It is not uncommon for clients to ask for referrals to beekeepers for swarms and/or colonies of honeybees that have taken up residence.  We are happy to provide referrals in these cases as we understand the concern that is circulating concerning the declining number of honeybees.  We also receive calls each year from beekeepers offering to collect swarms that are called in by concerned residents.  The following information is in response to the genuine care and concern which has been expressed by so many calls.

It seems the most common information swarming around in the news about honeybees is related to the mysterious Colony Collapse Disorder (CCD), which has numerous suspected causes, but no concrete identified sources at this time.  However, there are other problems that are affecting honey bees as well.  Viruses, parasites and other diseases are spreading to bees around the world.  Based on an article by Dr. Zachary Huang of MichiganStateUniversity, roughly 90% of bees that are observed are part of a managed colony, meaning a colony that is monitored and cared for by a beekeeper.  Feral or wild populations are slowly making a come back, but are having to overcome the Varroa mite which wiped many of those colonies out.  While others indicated that honeybee populations to decline began around the 1940s, it is the drastic rate of decline in recent years that has sparked a majority of the interest and concern.

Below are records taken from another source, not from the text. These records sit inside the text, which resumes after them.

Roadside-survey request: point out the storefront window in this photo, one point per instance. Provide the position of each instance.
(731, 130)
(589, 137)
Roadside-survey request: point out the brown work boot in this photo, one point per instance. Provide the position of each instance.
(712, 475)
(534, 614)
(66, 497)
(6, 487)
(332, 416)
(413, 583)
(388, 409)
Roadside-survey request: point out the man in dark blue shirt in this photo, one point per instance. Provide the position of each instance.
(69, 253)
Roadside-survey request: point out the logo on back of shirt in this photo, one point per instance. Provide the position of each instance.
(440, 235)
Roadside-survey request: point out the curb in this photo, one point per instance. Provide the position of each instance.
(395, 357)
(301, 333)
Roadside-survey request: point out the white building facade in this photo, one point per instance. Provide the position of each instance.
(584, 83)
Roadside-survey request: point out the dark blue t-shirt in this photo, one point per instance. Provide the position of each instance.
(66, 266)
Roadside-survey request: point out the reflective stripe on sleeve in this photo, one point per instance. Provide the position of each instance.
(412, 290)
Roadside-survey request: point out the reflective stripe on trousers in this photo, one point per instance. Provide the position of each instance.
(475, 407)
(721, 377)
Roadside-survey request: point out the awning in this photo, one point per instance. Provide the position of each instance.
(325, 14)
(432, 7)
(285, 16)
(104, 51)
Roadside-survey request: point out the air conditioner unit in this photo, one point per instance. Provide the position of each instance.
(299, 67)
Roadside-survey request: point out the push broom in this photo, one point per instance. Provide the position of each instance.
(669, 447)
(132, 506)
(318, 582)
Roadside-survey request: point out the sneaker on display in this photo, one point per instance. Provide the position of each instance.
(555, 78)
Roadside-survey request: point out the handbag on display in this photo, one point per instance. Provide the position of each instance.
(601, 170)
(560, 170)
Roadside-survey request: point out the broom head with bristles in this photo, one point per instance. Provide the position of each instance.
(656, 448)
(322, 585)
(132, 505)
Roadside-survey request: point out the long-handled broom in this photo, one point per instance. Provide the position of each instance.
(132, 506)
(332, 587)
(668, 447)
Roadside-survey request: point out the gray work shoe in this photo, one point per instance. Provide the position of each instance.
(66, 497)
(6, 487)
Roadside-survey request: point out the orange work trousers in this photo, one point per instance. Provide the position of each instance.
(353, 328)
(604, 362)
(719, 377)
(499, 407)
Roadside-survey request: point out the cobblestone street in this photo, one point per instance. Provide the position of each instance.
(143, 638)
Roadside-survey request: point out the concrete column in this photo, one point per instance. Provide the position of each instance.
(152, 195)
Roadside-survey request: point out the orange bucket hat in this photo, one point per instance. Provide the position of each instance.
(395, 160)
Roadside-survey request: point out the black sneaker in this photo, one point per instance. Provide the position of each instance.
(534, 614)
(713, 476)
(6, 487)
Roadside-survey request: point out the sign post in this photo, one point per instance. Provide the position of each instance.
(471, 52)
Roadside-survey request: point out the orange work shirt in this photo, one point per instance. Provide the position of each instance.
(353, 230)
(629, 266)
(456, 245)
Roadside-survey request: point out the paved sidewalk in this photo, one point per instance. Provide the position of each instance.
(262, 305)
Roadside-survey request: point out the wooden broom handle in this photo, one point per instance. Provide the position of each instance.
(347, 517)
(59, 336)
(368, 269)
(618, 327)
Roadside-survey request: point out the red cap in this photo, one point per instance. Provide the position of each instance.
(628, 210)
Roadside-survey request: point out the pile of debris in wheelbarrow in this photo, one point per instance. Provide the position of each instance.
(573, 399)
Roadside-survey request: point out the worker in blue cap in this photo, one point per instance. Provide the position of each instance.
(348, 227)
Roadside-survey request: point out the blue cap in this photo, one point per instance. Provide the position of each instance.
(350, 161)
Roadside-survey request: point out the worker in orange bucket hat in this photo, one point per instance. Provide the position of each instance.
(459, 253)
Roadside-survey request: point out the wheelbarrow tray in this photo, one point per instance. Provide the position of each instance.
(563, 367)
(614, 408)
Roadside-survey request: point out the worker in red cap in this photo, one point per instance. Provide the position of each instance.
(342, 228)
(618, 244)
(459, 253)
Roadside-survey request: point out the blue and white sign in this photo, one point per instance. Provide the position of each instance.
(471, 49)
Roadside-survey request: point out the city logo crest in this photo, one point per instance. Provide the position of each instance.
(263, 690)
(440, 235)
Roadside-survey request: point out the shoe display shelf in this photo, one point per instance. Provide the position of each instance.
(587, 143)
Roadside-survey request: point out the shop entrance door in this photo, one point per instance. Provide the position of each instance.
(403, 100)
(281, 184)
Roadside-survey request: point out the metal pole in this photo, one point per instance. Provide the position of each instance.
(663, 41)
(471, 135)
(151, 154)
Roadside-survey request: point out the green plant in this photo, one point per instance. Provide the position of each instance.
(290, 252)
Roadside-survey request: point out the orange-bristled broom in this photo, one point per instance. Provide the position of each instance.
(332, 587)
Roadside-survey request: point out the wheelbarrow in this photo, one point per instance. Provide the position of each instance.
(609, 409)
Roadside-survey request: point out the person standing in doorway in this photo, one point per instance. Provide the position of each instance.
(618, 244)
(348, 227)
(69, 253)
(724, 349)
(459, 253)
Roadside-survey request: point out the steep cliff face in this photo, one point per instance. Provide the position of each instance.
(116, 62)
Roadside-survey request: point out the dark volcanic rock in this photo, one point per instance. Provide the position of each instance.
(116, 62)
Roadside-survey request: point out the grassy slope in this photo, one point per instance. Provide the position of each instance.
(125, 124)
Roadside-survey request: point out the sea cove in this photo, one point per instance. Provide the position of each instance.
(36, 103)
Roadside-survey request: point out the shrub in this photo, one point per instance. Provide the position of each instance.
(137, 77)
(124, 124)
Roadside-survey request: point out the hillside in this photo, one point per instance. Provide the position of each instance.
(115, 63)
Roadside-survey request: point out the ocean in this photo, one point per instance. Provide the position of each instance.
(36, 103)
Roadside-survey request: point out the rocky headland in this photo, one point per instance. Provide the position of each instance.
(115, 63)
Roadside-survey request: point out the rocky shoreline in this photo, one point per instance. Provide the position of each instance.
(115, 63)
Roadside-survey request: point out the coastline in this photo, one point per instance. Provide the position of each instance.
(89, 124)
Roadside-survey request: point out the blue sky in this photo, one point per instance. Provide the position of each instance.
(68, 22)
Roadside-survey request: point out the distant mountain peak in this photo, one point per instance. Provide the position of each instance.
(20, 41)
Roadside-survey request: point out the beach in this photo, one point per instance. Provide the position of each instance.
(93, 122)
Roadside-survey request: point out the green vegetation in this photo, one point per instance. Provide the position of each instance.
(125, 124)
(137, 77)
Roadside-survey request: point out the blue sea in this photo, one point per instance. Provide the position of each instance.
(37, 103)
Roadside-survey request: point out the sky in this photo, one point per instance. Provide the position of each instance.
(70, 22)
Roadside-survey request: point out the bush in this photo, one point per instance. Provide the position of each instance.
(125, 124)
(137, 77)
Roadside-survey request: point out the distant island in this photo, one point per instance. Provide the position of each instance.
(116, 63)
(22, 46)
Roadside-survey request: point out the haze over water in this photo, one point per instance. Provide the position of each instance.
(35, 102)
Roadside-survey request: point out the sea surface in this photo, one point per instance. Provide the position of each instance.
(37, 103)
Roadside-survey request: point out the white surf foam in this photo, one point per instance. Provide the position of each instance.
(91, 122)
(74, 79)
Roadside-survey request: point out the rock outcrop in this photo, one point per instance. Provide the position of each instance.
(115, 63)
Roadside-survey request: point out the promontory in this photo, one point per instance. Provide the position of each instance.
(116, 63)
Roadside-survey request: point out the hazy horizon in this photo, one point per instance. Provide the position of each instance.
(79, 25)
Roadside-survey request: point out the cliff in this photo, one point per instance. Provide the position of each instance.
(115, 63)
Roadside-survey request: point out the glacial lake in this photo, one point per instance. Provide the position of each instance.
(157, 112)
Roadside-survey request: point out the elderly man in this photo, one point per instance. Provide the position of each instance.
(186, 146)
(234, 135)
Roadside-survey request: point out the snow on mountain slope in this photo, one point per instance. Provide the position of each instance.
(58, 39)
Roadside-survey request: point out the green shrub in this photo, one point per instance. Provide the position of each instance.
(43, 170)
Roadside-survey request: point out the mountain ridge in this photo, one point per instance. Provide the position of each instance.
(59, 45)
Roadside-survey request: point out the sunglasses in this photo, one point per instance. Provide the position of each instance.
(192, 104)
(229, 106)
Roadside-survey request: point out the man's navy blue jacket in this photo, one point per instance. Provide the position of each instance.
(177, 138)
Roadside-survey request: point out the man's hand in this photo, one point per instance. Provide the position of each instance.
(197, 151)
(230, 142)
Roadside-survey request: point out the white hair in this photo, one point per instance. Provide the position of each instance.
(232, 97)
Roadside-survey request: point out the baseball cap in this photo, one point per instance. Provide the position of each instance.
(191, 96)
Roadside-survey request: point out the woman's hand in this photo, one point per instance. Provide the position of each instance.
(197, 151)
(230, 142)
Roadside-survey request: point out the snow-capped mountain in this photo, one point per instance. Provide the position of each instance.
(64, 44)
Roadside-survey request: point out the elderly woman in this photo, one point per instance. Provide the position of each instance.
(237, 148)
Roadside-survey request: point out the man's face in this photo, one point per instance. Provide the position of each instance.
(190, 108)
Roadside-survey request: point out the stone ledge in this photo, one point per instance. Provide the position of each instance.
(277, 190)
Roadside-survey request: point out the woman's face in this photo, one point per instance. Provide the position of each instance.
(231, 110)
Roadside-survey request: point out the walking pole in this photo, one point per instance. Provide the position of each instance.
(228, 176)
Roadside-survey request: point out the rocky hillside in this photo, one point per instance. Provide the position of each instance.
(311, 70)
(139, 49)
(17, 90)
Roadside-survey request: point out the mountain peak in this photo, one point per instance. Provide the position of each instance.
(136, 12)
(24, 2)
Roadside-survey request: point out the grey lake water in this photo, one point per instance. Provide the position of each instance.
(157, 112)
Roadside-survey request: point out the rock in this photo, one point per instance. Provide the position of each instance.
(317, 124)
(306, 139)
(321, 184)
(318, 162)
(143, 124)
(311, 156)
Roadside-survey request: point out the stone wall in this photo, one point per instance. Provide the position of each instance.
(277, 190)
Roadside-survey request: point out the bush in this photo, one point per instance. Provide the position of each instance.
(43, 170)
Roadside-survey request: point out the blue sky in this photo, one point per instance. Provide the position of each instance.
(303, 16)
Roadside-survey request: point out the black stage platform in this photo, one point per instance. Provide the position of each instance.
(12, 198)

For residents interested in helping honeybees, there are numerous ways in which to help out.  While becoming a beekeeper isn’t a practical solution for every resident, due to expense and city or county restrictions on beekeeping, it is certainly a viable option for some.  Beekeeper associations frequently hold classes to teach the basics of beekeeping and to assist novice beekeepers in getting up and running with their hives.  They are excellent sources for answering questions as well.  In addition to becoming a beekeeper, providing flowers that offer both pollen and nectar are a great source of nutrition for honeybees.  While an abundant flower population is often available during the spring and early summer, late summer and fall often lack sufficient flowers.  Collection during this time of year is important in order for a colony to survive the winter months when flowers are dormant.  This method will not only provide a food source for honeybees, it will also provide for other pollinating bees as well.  Flowers that are planted as a food source for honeybees should not be treated with pesticides which include insecticides, herbicides and fungicides as they may have detrimental affects on the visiting bees.  Yet another substantial way in which anyone can assist honeybees is to purchase local honeybee products.  By purchasing local honey and other products, you help to support local beekeepers enabling them to continue to manage their hives and sustain populations of honeybees within your area.